The other day I had both the Sony A7r and the Olympus OM-D E-M10 with me, so I decided to took a few shots just to stack the cameras one against the other.

The Sony was fitted with the excellent Contax Zeiss 50mm f/1.7 Planar, one of the “film era” lenses that still – like most of the Contax Zeiss lineup – shines on digital.

On the Olympus I had the latest offering of Panasonic, that just recently hit the shelves: the Lumix G 25mm f/1.7, that given the 2x crop factor of micro 4/3 sensors it is equivalent to a 50mm.

First the entire scene at f/1.7. You’ll notice that the Panasonic has much more depth of field. This because the 2x of the crop factor it applies also to the aperture, not in terms of light gathering ability (so the exposure will be the one needed for a f/1.7 lens), but in terms of depth of field. So the Panasonic, while gathering light like any f/1.7 lens, has the depth of field of a f/3.5 lens on full frame.*

*Basic explanation: even if thanks to the crop factor the lens is equivalent to a 50mm lens, you’re using anyway a 25mm focal length, and the depth of field is focal length dependent.

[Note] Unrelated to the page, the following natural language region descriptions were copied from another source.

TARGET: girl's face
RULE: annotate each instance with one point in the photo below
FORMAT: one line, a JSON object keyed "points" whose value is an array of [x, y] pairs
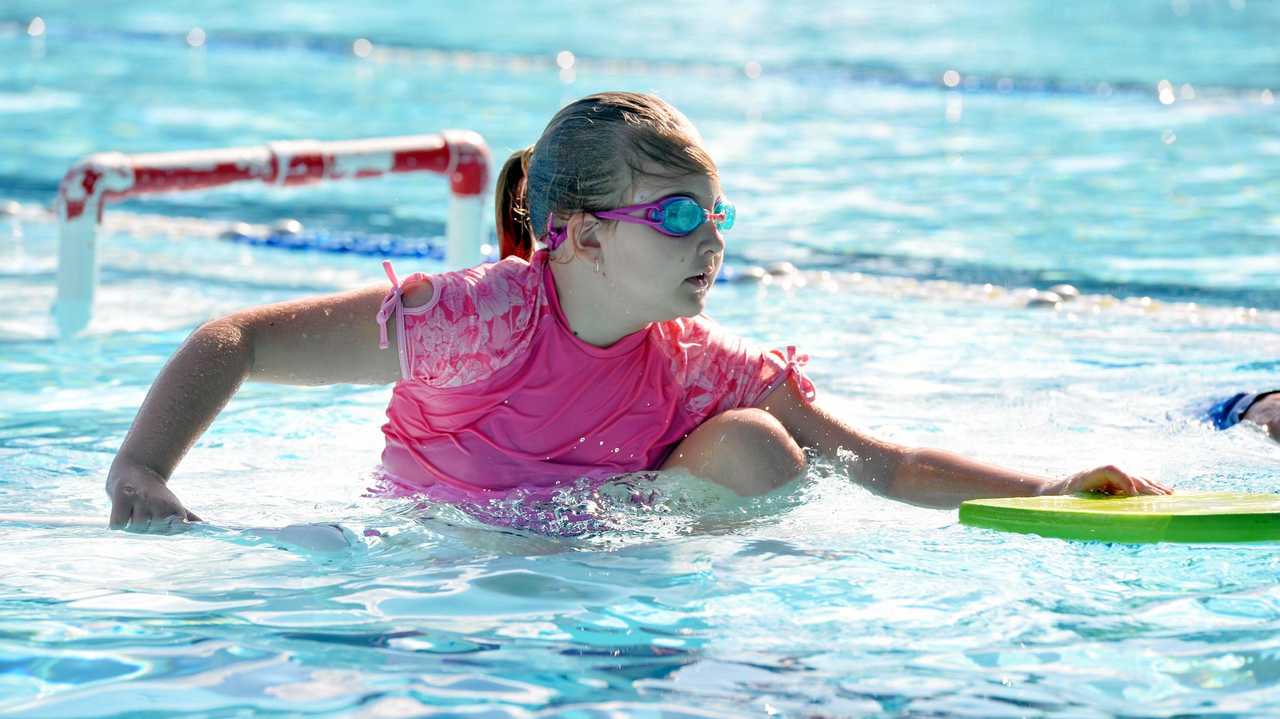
{"points": [[657, 276]]}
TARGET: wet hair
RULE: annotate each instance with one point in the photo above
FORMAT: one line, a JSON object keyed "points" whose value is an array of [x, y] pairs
{"points": [[588, 159]]}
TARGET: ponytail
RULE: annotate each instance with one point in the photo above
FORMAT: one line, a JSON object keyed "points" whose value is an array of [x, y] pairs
{"points": [[515, 232]]}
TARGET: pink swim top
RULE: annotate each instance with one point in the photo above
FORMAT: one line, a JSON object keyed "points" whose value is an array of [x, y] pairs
{"points": [[497, 394]]}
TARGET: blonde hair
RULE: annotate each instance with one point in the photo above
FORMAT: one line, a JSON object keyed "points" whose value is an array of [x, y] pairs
{"points": [[588, 159]]}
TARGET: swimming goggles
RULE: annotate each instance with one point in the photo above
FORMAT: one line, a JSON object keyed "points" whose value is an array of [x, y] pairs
{"points": [[675, 215]]}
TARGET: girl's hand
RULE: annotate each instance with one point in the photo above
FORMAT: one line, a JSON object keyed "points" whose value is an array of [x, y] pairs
{"points": [[1106, 480], [141, 502]]}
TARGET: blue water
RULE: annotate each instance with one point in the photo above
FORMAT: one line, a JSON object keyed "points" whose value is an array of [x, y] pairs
{"points": [[919, 216]]}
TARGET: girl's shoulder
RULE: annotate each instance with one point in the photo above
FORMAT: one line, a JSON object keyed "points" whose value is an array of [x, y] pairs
{"points": [[471, 323]]}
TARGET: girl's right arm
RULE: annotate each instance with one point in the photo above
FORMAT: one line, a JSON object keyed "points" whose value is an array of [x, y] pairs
{"points": [[305, 342]]}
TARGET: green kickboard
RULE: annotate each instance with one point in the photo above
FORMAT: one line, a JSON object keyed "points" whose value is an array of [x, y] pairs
{"points": [[1212, 517]]}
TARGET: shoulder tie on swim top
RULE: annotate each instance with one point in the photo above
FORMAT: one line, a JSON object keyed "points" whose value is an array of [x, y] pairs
{"points": [[389, 303], [795, 363]]}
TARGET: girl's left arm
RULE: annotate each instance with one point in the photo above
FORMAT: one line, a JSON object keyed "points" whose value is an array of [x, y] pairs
{"points": [[928, 477]]}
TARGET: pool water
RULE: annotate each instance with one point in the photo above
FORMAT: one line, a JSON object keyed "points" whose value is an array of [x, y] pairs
{"points": [[919, 215]]}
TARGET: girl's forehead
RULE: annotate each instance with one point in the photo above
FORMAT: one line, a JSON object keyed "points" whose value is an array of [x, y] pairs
{"points": [[705, 188]]}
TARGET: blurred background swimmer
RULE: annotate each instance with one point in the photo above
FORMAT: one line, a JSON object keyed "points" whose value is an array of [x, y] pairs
{"points": [[1257, 407]]}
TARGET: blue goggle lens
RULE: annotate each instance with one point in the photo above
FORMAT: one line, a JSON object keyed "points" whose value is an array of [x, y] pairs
{"points": [[682, 215]]}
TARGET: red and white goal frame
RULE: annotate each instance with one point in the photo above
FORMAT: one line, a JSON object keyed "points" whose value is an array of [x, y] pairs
{"points": [[461, 156]]}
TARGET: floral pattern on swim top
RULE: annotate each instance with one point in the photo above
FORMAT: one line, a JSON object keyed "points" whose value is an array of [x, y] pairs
{"points": [[498, 394]]}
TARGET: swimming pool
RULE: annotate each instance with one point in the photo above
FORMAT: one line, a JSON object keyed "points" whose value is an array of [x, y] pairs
{"points": [[1051, 160]]}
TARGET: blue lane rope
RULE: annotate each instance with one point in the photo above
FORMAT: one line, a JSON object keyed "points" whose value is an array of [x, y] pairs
{"points": [[382, 246], [346, 243]]}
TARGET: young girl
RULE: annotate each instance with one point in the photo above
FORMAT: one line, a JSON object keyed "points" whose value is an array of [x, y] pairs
{"points": [[584, 360]]}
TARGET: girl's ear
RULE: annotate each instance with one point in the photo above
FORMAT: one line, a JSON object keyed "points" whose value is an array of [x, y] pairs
{"points": [[583, 234]]}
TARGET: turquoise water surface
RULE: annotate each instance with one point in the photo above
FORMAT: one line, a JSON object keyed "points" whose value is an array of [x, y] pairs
{"points": [[924, 168]]}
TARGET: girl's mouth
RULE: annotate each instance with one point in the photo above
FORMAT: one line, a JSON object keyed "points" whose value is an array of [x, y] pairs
{"points": [[700, 280]]}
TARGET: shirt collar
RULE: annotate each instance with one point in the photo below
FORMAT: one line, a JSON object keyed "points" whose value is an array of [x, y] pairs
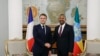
{"points": [[62, 25]]}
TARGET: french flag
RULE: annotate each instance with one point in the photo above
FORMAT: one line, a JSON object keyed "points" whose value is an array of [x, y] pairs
{"points": [[29, 33]]}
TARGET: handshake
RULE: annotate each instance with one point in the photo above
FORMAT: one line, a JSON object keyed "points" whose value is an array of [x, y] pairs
{"points": [[48, 45]]}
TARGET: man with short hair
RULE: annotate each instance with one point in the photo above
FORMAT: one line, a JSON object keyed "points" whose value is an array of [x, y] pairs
{"points": [[43, 38]]}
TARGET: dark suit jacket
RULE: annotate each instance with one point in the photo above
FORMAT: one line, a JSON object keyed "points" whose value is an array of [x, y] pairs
{"points": [[65, 43], [41, 38]]}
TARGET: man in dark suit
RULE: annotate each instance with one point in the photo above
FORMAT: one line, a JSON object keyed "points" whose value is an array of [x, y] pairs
{"points": [[64, 37], [42, 36]]}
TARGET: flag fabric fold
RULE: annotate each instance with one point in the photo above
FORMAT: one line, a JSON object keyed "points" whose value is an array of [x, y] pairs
{"points": [[78, 44], [29, 32]]}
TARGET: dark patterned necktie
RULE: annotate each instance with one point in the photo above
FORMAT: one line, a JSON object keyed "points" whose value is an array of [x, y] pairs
{"points": [[43, 29], [60, 32]]}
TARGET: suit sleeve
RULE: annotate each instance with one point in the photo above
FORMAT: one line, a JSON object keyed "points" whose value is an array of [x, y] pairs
{"points": [[71, 38], [50, 38], [54, 36], [39, 41]]}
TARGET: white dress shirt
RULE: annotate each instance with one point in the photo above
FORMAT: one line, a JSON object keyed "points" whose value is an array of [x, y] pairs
{"points": [[62, 28]]}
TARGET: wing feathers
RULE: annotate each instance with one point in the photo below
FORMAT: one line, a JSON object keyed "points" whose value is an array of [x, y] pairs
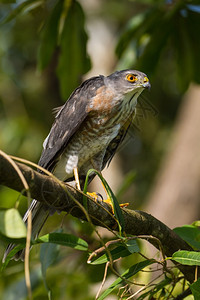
{"points": [[67, 121]]}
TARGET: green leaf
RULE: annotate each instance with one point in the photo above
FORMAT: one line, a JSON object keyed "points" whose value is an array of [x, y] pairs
{"points": [[64, 239], [132, 246], [20, 8], [190, 258], [73, 59], [126, 275], [190, 234], [195, 288], [159, 286], [11, 254], [11, 224], [49, 36], [116, 253], [48, 256]]}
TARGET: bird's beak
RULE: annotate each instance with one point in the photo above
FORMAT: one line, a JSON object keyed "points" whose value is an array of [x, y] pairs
{"points": [[146, 83]]}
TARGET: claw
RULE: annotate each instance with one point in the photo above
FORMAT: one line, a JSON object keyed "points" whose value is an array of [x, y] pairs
{"points": [[95, 196], [108, 201]]}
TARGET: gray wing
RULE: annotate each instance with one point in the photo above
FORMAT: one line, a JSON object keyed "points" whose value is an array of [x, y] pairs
{"points": [[67, 121]]}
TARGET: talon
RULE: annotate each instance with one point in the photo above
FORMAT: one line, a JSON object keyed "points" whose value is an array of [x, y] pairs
{"points": [[95, 196], [108, 201]]}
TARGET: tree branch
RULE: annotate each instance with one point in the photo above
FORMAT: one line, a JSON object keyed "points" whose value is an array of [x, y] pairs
{"points": [[48, 191]]}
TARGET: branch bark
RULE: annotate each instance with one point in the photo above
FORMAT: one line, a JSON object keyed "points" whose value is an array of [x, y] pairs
{"points": [[47, 190]]}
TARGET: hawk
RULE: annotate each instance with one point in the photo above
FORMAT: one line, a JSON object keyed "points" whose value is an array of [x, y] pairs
{"points": [[87, 131]]}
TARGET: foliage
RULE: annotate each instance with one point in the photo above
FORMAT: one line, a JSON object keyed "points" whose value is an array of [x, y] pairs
{"points": [[160, 38]]}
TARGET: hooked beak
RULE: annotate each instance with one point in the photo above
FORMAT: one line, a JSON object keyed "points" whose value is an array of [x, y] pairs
{"points": [[146, 83]]}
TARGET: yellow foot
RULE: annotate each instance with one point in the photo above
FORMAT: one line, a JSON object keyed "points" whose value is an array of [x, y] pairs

Contax Zeiss 50mm f/1.7 Planar @ f/1.7


Panasonic Lumix G 25mm f/1.7 @ f/1.7

Now the 100% crops at f/1.7:


Contax Zeiss 50mm f/1.7 Planar @ f/1.7


Panasonic Lumix G 25mm f/1.7 @ f/1.7

The full scene shot at f/8:


Contax Zeiss 50mm f/1.7 Planar @ f/8


Panasonic Lumix G 25mm f/1.7 @ f/8

And now the 100% crops at f/8:


Contax Zeiss 50mm f/1.7 Planar @ f/8


Panasonic Lumix G 25mm f/1.7 @ f/8

Here instead I resized both f/8 images for a 1m x 75cm print, and sharpened each to its best for print (that’s why they may look slightly over-sharpened). So you’re actually seeing two crops from a “virtual” 1m x 75cm print:


Contax Zeiss 50mm f/1.7 Planar @ f/8


Panasonic Lumix G 25mm f/1.7 @ f/8

As you can see, the Sony A7r, with 36Mp vs only 16Mp for the Olympus, it delivers a bit more detail. The point is: would you miss the added detail without doing a side by side comparison like this?

Honestly? I don’t think so, unless you were to print larger than 1m.

And now consider this: I shot the A7r on a tripod, with a 2s self timer, to avoid inducing any vibration. Instead, I shot the Olympus handheld*, and thanks to IBIS I would have been able to do so even at considerably lower light levels. I guess the question becomes: for a bit more sharpness are you prepared to carry around much bigger and heavier lenses and a tripod?**

*I did not have with me a spare tripod plate, nor the hex key needed to swap the one on the Sony on the Olympus

**The argument about bigger and heavier lenses applies even if you have a Sony body with IBIS like the A7II or A7r II. Consider this: an entire Olympus kit from 18mm to 200mm with 2 zooms and 2 fast primes (E-M10 + 9-18 + 35-100 + 15/1.7 + 45/1.8) weights less than 920 grams! And you can go as low as 385 grams (Panasonic GM-5 + 12-32 + 35-100), stuffing all in a pocket. And every lens is stabilized, either in camera or with OIS.

For serious landscape work I am, but for travels, street and any other application where absolute sharpness is not paramount I will rather grab the Olympus.